Of all qualifying AL pitchers, Justin Verlander ranks third worst with his bloated 4.98 ERA. Batters are hitting .286 off Verlander in a year when there have been two no-hitters and batting averages are way down in both leagues. How is one of the game’s best pitchers giving up an average of 5 runs per game? Tigers staff and fans must be scratching their heads about the 2011 AL MVP and Cy Young at this point in the season. If the playoffs started today, an objective manager (granted, no such thing exists) would start Verlander fourth, if at all, for the Tigers.

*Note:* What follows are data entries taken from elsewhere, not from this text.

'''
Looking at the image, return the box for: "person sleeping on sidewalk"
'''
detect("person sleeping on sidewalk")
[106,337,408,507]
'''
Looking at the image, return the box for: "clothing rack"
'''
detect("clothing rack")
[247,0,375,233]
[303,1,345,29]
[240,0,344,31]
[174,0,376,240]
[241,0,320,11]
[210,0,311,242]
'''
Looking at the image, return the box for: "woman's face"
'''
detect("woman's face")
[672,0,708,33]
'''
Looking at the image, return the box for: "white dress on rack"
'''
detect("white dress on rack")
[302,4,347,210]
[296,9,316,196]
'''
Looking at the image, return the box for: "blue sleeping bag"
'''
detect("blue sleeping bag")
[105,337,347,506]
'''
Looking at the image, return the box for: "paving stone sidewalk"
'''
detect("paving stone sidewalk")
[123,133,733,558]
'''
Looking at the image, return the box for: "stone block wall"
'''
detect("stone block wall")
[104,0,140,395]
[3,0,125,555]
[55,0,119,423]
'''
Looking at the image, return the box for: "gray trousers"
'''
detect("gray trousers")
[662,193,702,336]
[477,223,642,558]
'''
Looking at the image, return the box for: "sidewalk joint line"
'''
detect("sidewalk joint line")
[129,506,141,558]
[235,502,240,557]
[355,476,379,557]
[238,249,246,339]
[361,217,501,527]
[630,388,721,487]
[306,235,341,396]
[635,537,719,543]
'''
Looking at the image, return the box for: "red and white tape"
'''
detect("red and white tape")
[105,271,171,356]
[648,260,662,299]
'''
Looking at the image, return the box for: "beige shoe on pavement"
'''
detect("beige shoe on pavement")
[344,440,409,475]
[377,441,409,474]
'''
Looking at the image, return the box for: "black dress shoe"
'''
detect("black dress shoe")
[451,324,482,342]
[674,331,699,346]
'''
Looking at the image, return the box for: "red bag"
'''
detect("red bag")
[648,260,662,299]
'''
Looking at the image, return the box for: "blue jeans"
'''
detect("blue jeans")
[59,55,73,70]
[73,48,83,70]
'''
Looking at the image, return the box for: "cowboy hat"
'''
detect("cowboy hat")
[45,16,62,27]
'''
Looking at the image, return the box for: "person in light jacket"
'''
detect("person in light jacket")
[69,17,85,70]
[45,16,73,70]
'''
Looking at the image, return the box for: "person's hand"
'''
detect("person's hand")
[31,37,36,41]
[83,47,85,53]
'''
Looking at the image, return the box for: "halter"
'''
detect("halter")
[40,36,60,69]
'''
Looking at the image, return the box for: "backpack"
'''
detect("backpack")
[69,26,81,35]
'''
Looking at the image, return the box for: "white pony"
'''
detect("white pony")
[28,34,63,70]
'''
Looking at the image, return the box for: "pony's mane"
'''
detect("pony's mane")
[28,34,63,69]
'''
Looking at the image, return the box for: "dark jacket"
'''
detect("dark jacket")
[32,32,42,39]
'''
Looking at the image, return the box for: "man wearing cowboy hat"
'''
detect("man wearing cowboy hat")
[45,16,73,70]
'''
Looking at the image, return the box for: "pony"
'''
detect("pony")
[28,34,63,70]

Source: Keith Allison / Flickr Creative Commons

5. Carlos Santana, Cleveland Indians

There is a Mendoza Line hitters try to avoid at all costs, but that mark of hitting ineptitude might need a new name in 2014. Call it the Santana Line. Carlos Santana is hitting .191 after 220 at-bats in 2014, but the story doesn’t end there. His .355 SLG (versus a career .436) puts him in the company of the sport’s light-hitting infielders and center fielders. At the power position of first base, Santana has 27 RBI, or close to the pace of 60 RBI for the season. That’s not going to get the job done for Cleveland.

6. Brian McCann, New York Yankees

As far as handling a pitching staff goes, Brian McCann’s job as Yankees catcher has been tough as can be in 2014. Injuries to three of the team’s five starters (all of whom are new for the catcher) have made him work overtime in preparation and general mental output. It’s fair to say that can affect a man’s offense, but outside of a few bright spots from the Toronto sweep the Yankees completed June 19, McCann has had a nightmare year at the plate.

The statistics are frightening. McCann is hitting .223 with 8 home runs and on OBP of .288 (seventh worst in the AL) and SLG of .367 (100 points off his career mark). If the Yankees want to make something of their season, they will need McCann as well as Alfonso Soriano and Carlos Beltran to hit like the back of their baseball cards.